Henri de Buade de Frontenac (1596–1622) was a French aristocrat during the age of Louis XIII of France, best known as the father of Louis de Buade de Frontenac, the future Lieutenant General of the colony of New France in North America.

Henri de Buade de Frontenac was born in 1596, son of Antoine de Buade and Anne de Secondat. His father, from a family that originated in Guyenne, was an intimate of King Henry IV of France[1] As a child Henri de Buade was a playmate of the future king Louis XIII. It is said that one day when King Henri IV was in poor health, he had the two boys stage a fight on his bed to amuse him.[2]
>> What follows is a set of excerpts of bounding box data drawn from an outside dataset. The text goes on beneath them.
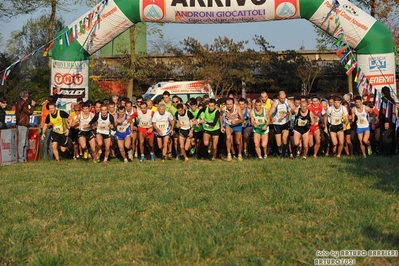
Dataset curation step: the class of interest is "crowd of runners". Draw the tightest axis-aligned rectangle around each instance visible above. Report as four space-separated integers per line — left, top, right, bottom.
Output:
41 91 396 163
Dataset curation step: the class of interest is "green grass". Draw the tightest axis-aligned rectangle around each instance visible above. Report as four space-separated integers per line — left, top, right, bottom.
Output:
0 156 399 265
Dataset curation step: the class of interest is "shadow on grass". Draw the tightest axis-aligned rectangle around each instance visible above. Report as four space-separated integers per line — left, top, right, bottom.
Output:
362 225 399 249
345 155 399 194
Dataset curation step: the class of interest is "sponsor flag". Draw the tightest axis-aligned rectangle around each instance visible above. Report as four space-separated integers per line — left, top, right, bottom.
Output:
79 21 86 34
336 43 348 56
59 37 64 50
75 25 79 40
43 41 54 56
69 28 75 42
340 50 352 63
64 31 69 47
346 61 357 75
334 34 344 46
1 66 11 85
356 73 364 89
353 66 360 83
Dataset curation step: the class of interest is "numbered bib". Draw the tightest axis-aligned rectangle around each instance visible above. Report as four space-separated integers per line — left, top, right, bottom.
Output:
97 124 108 131
298 118 308 127
278 111 287 119
255 117 266 125
53 126 64 133
359 117 368 125
156 122 167 131
180 120 190 127
116 125 126 133
331 117 342 126
139 122 150 127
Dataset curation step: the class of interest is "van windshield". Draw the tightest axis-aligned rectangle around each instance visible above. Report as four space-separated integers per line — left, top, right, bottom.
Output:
143 93 155 99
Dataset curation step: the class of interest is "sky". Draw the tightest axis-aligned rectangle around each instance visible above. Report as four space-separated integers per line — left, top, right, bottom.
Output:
0 2 317 51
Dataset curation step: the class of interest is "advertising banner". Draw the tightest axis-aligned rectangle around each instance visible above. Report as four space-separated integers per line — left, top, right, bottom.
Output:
51 59 89 111
0 129 17 165
309 0 376 48
27 128 40 162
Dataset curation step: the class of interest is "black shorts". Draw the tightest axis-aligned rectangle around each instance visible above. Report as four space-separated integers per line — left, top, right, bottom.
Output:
204 129 220 136
194 130 204 140
179 128 190 138
78 130 95 141
330 124 344 133
50 131 68 147
69 128 79 144
96 133 110 139
273 122 290 134
294 126 310 135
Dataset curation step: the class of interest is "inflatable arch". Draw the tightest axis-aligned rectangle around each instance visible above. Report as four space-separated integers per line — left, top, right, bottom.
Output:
51 0 396 106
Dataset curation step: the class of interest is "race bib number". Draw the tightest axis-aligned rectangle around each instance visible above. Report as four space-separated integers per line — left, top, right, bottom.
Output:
298 119 308 127
359 117 368 125
278 111 287 119
116 125 126 133
98 124 108 131
255 117 265 125
156 123 167 131
53 126 63 133
180 120 190 127
331 117 342 126
140 122 150 127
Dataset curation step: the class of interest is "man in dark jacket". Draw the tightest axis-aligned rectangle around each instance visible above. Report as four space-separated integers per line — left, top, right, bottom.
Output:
0 96 7 129
15 90 36 163
379 86 396 156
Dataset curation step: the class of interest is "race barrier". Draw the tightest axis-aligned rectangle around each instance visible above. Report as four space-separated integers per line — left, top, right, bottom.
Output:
0 128 40 165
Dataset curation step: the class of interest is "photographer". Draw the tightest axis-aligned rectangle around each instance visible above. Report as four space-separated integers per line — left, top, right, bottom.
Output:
15 90 36 163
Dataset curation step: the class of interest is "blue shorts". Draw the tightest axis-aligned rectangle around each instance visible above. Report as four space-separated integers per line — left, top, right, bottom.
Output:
115 131 130 140
356 127 370 134
226 124 242 133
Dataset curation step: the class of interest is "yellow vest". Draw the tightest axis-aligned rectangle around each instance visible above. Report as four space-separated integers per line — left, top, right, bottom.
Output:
49 110 66 134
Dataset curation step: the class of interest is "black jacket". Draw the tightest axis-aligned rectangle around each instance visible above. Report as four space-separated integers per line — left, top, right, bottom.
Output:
0 107 7 129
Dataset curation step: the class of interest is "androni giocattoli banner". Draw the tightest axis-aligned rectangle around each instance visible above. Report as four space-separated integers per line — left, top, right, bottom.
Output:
51 0 396 101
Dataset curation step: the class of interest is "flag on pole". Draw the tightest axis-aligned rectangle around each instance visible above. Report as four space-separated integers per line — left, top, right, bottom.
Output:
336 43 348 56
353 66 360 83
1 67 11 85
334 34 344 46
64 31 69 47
340 50 352 63
59 37 64 50
43 41 54 56
75 25 79 40
79 21 86 34
346 61 357 75
69 27 75 42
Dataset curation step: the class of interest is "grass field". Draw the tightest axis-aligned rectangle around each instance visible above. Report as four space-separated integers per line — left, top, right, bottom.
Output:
0 156 399 265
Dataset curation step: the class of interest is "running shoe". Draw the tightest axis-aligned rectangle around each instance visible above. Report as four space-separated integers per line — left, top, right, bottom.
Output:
127 150 133 161
367 146 373 155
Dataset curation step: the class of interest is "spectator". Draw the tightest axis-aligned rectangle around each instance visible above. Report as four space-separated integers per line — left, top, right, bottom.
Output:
15 90 36 163
0 96 7 129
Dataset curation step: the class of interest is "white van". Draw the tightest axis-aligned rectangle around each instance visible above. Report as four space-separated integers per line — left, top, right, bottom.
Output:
143 81 215 103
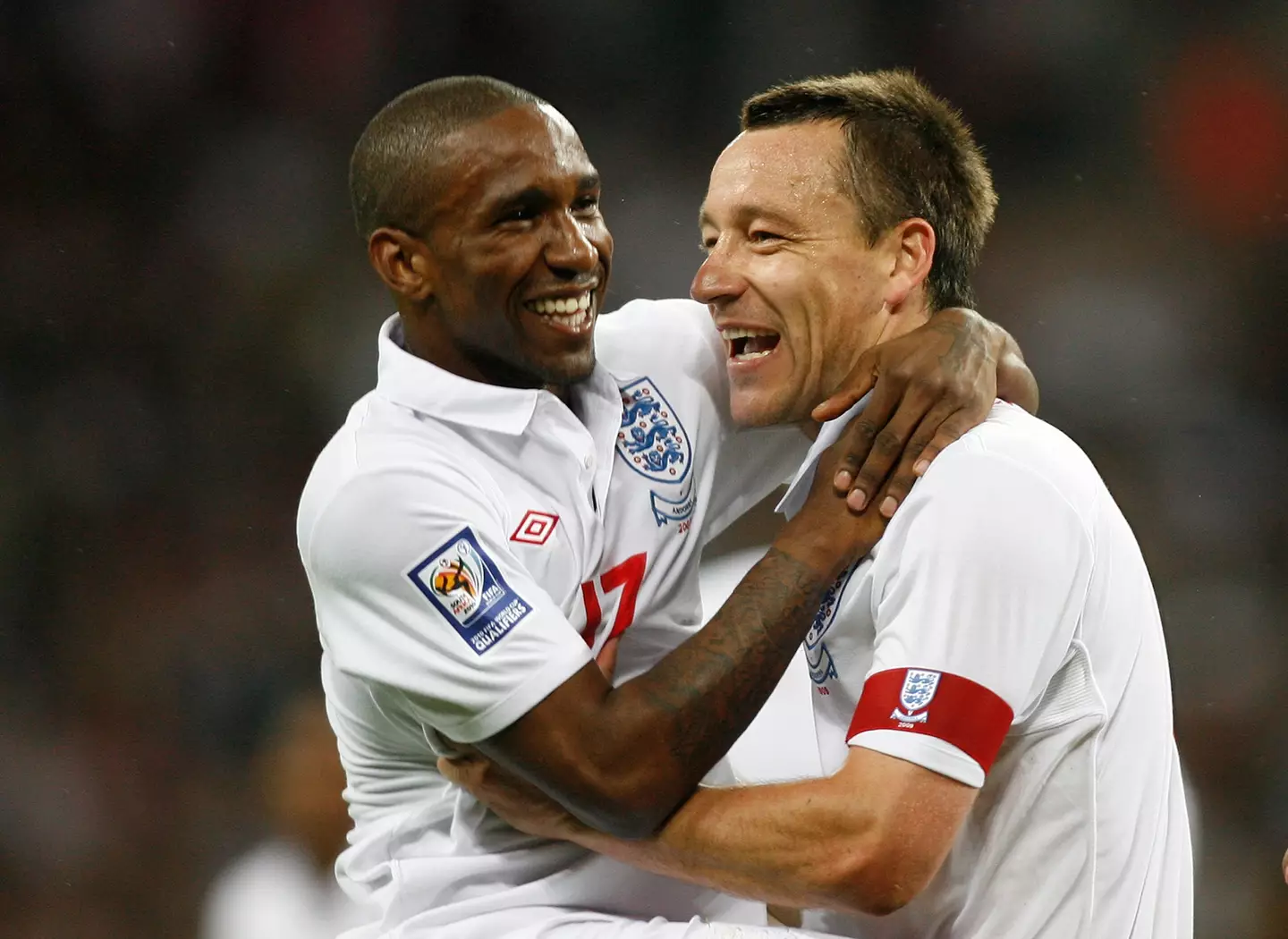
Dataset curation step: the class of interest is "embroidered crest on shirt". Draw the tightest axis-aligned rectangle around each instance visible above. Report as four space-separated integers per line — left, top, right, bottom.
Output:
617 376 697 527
407 529 532 656
890 669 939 723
In May 1612 King Louis XIII granted him some land behind the Château du Louvre in Paris, then used only for a hen house, on which he could build a house.[3] His father Antoine arranged for Henri to marry Anne Phélypeaux in 1613.[1] Her father and uncle were Raymond Phélypeaux and Paul Phélypeaux, both secretaries of state and highly influential men.[4][5] His son, Louis de Buade, Compte de Frontenac at de Pulluau, was born in 1620.[2] King Louis XIII acted as godfather to the boy, who was named after him.[6]

Henri de Buade became a colonel in the Regiment of Navarre.[4] He was killed in 1622 during a military campaign. His heart was removed, sealed in a lead box, and buried in the church at Palluau.[1] Henri's son Louis later became Lieutenant General of the colony of New France in North America.[1]